Al fiasco è stata infine preferita la bottiglia da 75 cl, più economica e facile da trasportare, con buona pace di una delle prime opinioni scaturite dalla scelta della stessa, proprio per quella facilità di trasporto forse acquisita quasi per caso grazie al rapporto col gallone inglese.
Perché si dice: «fare fiasco»?
È un modo di dire dapprima usato per stimare l’insuccesso di un’opera teatrale. La leggenda vuole che nel 1681, un Arlecchino bolognese, certo Biancolelli Domenico, ne sia il precursore.

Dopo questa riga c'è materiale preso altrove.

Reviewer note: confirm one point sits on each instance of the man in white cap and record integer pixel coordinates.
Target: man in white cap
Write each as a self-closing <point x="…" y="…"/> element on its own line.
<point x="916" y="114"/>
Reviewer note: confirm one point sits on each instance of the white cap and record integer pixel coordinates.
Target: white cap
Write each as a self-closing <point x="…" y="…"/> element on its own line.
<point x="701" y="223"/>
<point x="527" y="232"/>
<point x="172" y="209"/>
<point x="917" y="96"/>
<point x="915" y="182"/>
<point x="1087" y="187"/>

Non avendo fatto ridere nessuno con un monologo sul fiasco, diede colpa alla bottiglia per aver fallito.
Sia così o chissà, la perifrasi è diventata un italianismo diffuso in Europa nella prima metà dell’800, perlopiù nell’ambito teatrale, poi adottata per indicare tracolli riferiti al risultato di esami scolastici, lavorativi e cose così.
L’origine del detto, però, risale al profilo del recipiente. È verosimile l’espressione “fare fiasco” sia nata proprio dalla forma, abbinata al mestiere del soffiatore di vetro che avrebbe fatto fiasco durante la creazione di una sagoma più complessa, quando, fallendo in qualche mossa, non fosse riuscito ad andare oltre a una forma semplicistica più simile a un fiasco.
Sicché, secondo un tipico burlarsi in toscano, il fiasco raffigura uno smacco.
Dopo le bottiglie, i fiaschi . Articoli interessanti che soddisfano molte curiosità. Grazie
Ancora un grazie all’autore per la condivisione soprattutto da chi, già avanti negli anni, ricorda il fiasco onni presente nelle case avite.